The way I see it, I would need to reshape my input image to a size of [8,4,8,4], and then permute the middle two indices for a final shape of [8,8,4*4], and then I could run the standard 2D batched FFT. I could do this with a custom CUDA kernel that would involve copy-pasting, but I was wondering if cuFFT already has this functionality?
Here is my brute force kernel that transforms a [32,32] image into batched [8,8,4*4=16] format:
// Output tile coordinates
int x = threadIdx.x;
int y = threadIdx.y;
// Output tile size, e.g. [8,8]
int KX = blockDim.x;
int KY = blockDim.y;
// Full dataset size, e.g. [32,32]
int NX = blockDim.x * gridDim.x;
int NY = blockDim.y * gridDim.y;
// Batch ID
int batch = blockIdx.x + blockIdx.y * gridDim.x;
// Input data coordinates
int nx = threadIdx.x + blockIdx.x * blockDim.x;
int ny = threadIdx.y + blockIdx.y * blockDim.y;
// Copy-paste to a batched format, e.g. [8,8,4*4=16]

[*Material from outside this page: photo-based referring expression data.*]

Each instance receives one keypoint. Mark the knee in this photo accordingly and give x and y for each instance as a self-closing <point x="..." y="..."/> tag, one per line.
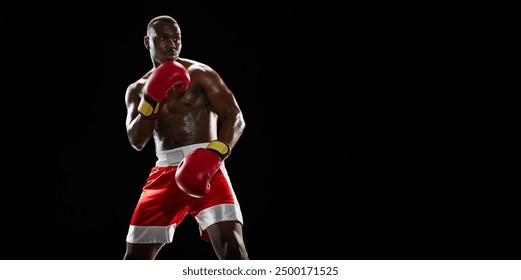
<point x="235" y="251"/>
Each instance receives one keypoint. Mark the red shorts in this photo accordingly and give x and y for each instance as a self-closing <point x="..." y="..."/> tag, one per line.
<point x="162" y="206"/>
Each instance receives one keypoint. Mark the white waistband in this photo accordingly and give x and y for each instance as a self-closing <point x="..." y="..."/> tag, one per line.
<point x="174" y="156"/>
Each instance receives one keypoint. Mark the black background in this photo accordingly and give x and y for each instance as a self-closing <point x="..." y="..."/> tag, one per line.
<point x="327" y="168"/>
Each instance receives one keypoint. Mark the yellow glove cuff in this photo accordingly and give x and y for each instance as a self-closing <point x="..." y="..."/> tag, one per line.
<point x="148" y="107"/>
<point x="220" y="148"/>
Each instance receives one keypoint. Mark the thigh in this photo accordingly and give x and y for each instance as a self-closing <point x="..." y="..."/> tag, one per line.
<point x="142" y="251"/>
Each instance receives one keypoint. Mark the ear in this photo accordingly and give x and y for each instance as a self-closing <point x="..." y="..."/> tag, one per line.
<point x="146" y="41"/>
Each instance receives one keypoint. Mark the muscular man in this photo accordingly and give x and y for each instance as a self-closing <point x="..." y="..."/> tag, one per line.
<point x="179" y="104"/>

output[x + y*KX + batch*KX*KY] = input[nx + ny*NX];
On the other hand, cuFFT provides Advanced Data Layout in the form of
input[ batch * idist + (y * inembed[1] + x) * istride ]
output[ batch * odist + (y * onembed[1] + x) * ostride ]
Let me try and map it to my kernel above. The best I can do is
output[x + y*KX + batch*KX*KY] =
input[x + y*KY*NX + batch*KX + blockIdx.y*(KY-1)*NX]
The problem is that I can't map the batch index without leaving extra terms, either blockIdx.x or blockIdx.y. I think it boils down to the fact that a permutation is required to turn the image into the batched format, which cannot be achieved with just a linear transformation (strides and offsets) available in cuFFT.
As a bonus question, I would also like to have my 2D tiles overlap, similar to this question in 1D: Is it possible to overlap batched FFTs with CUDA's cuFFT library and cufftPlanMany?